Missing or misaligned table data

amckiern commented 7 years ago

Hi,

I am doing a query on a sas table:

tbl = 'SCRAP'
libref = 'engnr_cl'
where = 'scrap_time >= '"01may2017 00:00"dt'

tempDf = s.sd2df(table=tbl, libref=libref, dsopts={'where': where})

and every row of the _SCRAPTIME column should contain a datetime, however for some reason saspy or pandas is not treating this column as a datetime column - it is treating it as an "object". It's doing the same thing for some other datetime columns also.

When I look at the same time period in Enterprise Guide I can see datetimes in every row.

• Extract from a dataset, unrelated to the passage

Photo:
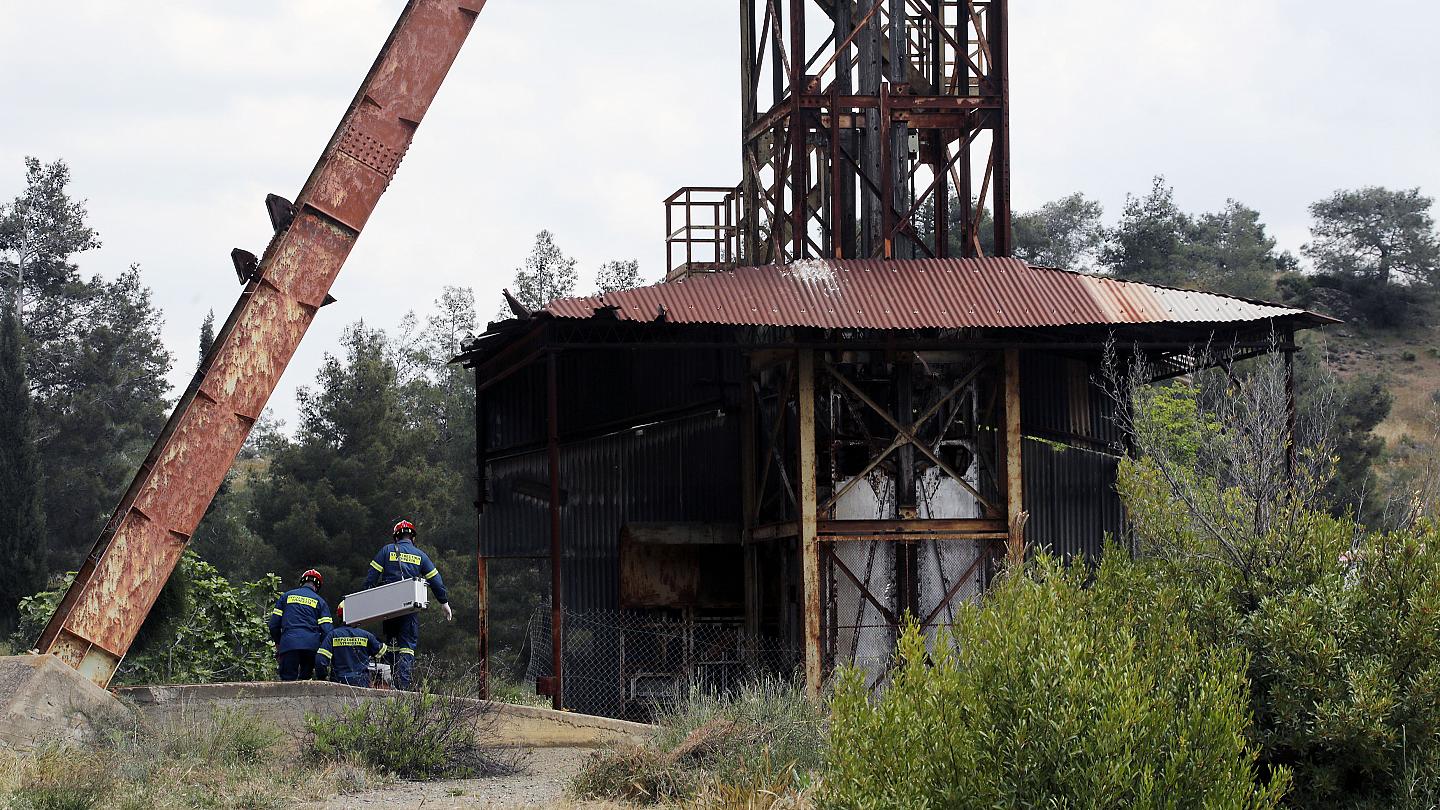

Here's an excerpt from the log (I cut out some columns as there are a lot of them):

data _null_; 
set engnr_cl.scrap(where=(scrap_time >= "01may2017 00:00"dt) );
file _tomods1; 
put 'AREA'n '09'x 
'LOTID'n '09'x 
'STEP_START_TIME'n E8601DT26.6 '09'x 
'SCRAP_TIME'n E8601DT26.6 '09'x
'STEP_END_TIME'n E8601DT26.6 '09'x 
'Comments'n '09'x
'LOT_TYPE'n '09'x 
'WEEK_NO'n '09'x 
'root_cause_location'n '09'x 
'Elec_Cause'n ;
run;

The log says 59 records were read.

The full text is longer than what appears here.